The goldfish circled his bowl, endlessly retracing the same path, while Meredith sat on the balcony watching her forty-fifth birthday burn away in a Key West sunset. She'd stopped crying three hours ago, somewhere between the third mai tai and the realization that Stephen was never going to call.

Inside the hotel room, her phone lay dark and silent. She'd left thirteen messages. Fourteen would feel desperate, even to herself.

"He's a fox," her sister had warned eight years ago, the night before the wedding. "Cunning, hungry, always hunting something better." Meredith had laughed, secure in her love, certain she was the exception to every rule. Now she understood: foxes don't change their nature. They just learn to hide it better.

The wind rustled the palm fronds overhead, their shadows stretching across her skin like the fingers of ghosts. She'd wanted this trip to be a renewal, something to reignite the spark that had flickered and died somewhere between mortgage payments and Stephen's increasingly frequent "business trips." Instead, she was alone with a tropical drink and a fish that wouldn't remember swimming the same circle five seconds later.

Maybe that was the real curse—memory. The goldfish's three-second recall loop was a blessing. If she could forget Stephen's deception as easily as he'd apparently forgotten their vows, she could just order another drink and watch the ocean until her flight home.
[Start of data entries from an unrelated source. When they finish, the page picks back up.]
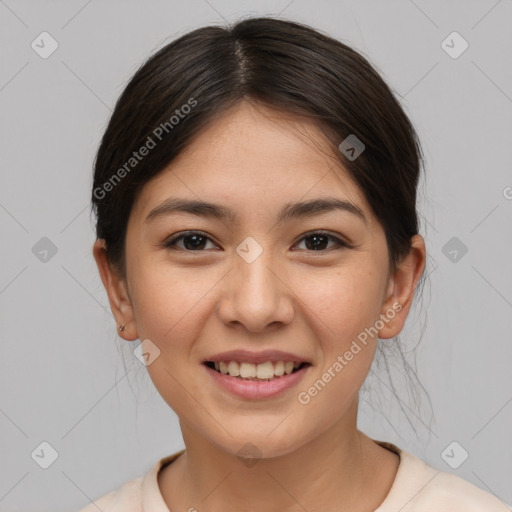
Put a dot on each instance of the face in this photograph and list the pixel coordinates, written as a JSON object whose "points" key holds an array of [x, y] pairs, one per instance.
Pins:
{"points": [[313, 283]]}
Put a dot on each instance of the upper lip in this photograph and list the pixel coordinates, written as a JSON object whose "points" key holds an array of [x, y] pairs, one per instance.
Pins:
{"points": [[247, 356]]}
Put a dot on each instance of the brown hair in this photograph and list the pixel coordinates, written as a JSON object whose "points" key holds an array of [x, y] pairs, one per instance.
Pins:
{"points": [[286, 65]]}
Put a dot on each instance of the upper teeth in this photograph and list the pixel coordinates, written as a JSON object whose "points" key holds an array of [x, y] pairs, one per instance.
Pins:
{"points": [[265, 370]]}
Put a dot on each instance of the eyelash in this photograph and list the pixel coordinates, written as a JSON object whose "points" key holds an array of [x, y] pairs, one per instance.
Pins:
{"points": [[171, 243]]}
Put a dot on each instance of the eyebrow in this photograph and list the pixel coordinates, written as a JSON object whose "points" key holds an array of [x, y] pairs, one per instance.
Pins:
{"points": [[313, 207]]}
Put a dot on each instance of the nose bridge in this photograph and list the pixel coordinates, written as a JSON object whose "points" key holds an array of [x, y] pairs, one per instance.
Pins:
{"points": [[258, 296]]}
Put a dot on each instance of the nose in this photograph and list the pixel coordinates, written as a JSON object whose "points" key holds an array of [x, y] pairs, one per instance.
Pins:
{"points": [[256, 294]]}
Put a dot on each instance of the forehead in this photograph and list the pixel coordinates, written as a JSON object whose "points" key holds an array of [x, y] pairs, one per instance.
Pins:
{"points": [[254, 159]]}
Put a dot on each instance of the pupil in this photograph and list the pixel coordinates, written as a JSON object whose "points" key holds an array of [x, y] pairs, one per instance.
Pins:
{"points": [[316, 244], [196, 245]]}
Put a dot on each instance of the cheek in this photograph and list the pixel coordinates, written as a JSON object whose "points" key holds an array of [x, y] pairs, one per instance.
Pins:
{"points": [[169, 302], [345, 301]]}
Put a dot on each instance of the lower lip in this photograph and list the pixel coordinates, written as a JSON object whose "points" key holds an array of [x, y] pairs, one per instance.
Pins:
{"points": [[257, 390]]}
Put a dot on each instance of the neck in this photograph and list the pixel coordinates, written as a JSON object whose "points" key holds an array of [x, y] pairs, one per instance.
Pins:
{"points": [[341, 466]]}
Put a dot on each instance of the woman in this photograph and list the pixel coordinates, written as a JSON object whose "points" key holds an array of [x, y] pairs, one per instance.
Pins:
{"points": [[255, 193]]}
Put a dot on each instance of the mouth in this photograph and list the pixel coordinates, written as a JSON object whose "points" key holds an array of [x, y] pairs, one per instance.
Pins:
{"points": [[263, 372]]}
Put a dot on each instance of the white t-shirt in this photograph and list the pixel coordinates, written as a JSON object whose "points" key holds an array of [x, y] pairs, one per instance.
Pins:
{"points": [[417, 488]]}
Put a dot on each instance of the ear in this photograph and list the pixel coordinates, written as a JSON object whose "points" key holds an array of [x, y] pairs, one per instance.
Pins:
{"points": [[117, 291], [401, 287]]}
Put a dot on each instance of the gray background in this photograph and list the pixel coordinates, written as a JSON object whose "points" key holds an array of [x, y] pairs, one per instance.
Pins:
{"points": [[65, 377]]}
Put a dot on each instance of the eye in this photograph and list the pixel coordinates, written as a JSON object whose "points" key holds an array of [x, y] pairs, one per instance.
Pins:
{"points": [[318, 240], [193, 241]]}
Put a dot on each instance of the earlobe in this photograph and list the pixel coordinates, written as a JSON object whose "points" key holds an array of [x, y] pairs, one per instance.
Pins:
{"points": [[115, 286], [401, 289]]}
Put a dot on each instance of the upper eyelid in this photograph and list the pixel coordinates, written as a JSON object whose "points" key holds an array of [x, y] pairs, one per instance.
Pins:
{"points": [[340, 240]]}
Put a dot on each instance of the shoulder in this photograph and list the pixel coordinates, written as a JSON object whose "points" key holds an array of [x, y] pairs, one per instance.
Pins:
{"points": [[141, 493], [419, 487], [127, 498], [451, 493]]}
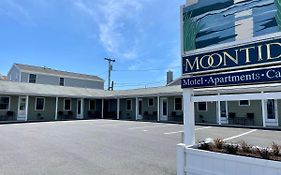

Instead, every moment replayed: his late nights, his guarded phone, the way he'd stopped looking at her with anything resembling hunger.

She reached out, tapping her fingernail against the glass. The goldfish darted, startled, then resumed his endless circuit.

"You're the lucky one," she murmured. "You don't even know you're in a bowl."

The phone chimed. A single text, no photo attached this time: *Can we talk when you get back?*

Meredith watched the message dissolve into the lock screen. She didn't reply. Some things, she realized, didn't require an answer. Some truths announced themselves in the silence between what was said and what was meant, in the space between a fox's grin and the empty space beside her in bed.

She ordered one more drink and watched the moon rise, silver and distant, over the black water. Tomorrow she'd go home. Tomorrow she'd pack her things. Tonight, she let herself be just another woman at a bar, palm trees swaying behind her like witnesses, while the goldfish swam his faithful circles, knowing nothing of cages, and everything of starting over.